Thanks for chasing this line of inquiry.  It does leave me with some more
questions, though...

On Tue, Jun 23, 2020 at 02:00:16PM +1000, Martin Thomson wrote:
> On Mon, Jun 8, 2020, at 23:54, Mališa Vučinić wrote:
> > we are now launching a call for adoption for 
> >
> I was reluctant to respond to this thread, because it generally isn't worth stopping other people from doing something they want to do.  And I'm aware that the contract implied by the formation of this working group - at least in the minds of many - was the development of a new AKE.

(Sure, though for me I was more interested in the "find out if we need to
develop a new AKE" question, first.)

> The time that others spend isn't the only factor we should use to decide.  As others have noted, adoption of an entirely new AKE means more than just the time that those other people spend.  I have no skin in the maintenance of IoT products, but the concerns raised about fracturing and maintenance overheads there are serious.  My concern is for the split this creates between endpoints that choose option A and endpoints that choose option B.
> When CoAP was proposed, I didn't have the same presence of mind as others [1] to recognize the harm inherent in defining something like HTTP that wasn't HTTP.  It's easy to point to adoption of CoAP and use that to claim success, but that misses the true costs.  The true failure is the creation of a set of endpoints that don't talk to other endpoints.  The IETF made the choice to actively help create a division in the market.  Maybe these endpoints might never have been able to communicate (MQTT is, after all, largely outside our control), but the choice by the IETF to XKCD 927 didn't really help.

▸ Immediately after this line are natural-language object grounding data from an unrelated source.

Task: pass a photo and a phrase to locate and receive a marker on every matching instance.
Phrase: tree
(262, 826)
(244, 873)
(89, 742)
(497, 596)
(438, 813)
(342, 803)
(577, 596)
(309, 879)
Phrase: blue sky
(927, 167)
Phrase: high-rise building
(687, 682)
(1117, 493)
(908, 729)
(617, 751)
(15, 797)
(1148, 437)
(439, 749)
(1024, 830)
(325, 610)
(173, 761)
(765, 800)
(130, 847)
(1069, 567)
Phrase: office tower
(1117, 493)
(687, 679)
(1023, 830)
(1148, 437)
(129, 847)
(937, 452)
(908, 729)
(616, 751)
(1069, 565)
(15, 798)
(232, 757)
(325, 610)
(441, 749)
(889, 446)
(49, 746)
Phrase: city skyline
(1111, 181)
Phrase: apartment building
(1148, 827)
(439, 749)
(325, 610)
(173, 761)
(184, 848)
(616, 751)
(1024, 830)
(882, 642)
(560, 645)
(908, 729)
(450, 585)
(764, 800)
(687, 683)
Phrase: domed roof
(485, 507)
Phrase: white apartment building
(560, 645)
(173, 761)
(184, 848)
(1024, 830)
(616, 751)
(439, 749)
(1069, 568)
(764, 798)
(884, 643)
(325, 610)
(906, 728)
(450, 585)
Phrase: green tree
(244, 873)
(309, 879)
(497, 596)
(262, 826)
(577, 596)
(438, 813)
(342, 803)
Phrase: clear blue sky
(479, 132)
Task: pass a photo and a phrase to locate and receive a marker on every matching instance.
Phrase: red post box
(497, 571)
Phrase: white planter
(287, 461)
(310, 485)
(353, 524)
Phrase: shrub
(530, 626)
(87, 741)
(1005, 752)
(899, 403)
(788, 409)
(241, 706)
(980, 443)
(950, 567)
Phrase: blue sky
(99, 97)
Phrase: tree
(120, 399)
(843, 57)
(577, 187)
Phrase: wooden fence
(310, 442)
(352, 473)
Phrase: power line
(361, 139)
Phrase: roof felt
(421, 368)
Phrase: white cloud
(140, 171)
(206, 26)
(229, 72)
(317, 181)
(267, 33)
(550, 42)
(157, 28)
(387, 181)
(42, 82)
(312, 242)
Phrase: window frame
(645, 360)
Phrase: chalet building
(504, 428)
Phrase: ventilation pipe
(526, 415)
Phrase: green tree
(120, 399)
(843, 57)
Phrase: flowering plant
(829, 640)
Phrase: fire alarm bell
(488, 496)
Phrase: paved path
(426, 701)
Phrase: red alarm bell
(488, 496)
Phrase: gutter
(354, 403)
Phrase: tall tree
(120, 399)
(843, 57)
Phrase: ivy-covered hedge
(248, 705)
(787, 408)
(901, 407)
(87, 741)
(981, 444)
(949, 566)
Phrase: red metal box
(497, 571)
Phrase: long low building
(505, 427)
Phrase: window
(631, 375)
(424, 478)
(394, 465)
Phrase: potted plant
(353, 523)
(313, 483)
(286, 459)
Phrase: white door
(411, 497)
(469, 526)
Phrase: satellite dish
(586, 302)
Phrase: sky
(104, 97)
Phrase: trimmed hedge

The main thread I'd like to tug on here is what exactly could be
interoperable, and how that might be affected by our decisions here in
LAKE.  In particular, it seems like we need to take the existence of CoAP
and OSCORE as a given, and cannot indulge in counterfactuals.  So, given
that there are devices using CoAP, and OSCORE is 8613, we can expect people
to be making devices that use OSCORE for their secure communications, and
need an AKE to key OSCORE for most/many use cases.  This already assumes
an "island" separate from HTTP, and an island separate from TLS for data
protection.  Is using cTLS as an AKE for OSCORE going to somehow (help)
join up an island of cTLS+OSCORE with the existing CoAP+DTLS island?
If we want a cTLS stack to talk to a non-'c' TLS stack, even just for the
AKE, where is the translation logic going to be (if it's even possible)?

My own first cut at an analysis is only finding that we'd "just" avoid
having separate EDHOC+OSCORE and cTLS+OSCORE islands, but that a
cTLS+OSCORE island would still be an island, isolated from the broader TLS
ecosystem.  Am I missing a way to join things together?

> For us, this failure manifests in a great deal of expenditure on parallel infrastructure and standards development.  For the market, who we leave to choose, the cost is in the creation of non-interoperable islands.  The market also pays through the dilution of resources that we dedicate to the improvement of the commons, of which protocols are some of the most valuable assets.

That is true, though it is unclear to me that there is any effort ("market"
or otherwise) currently going into a cTLS+OSCORE combination.  I'd love to
be illuminated if I've just been missing it!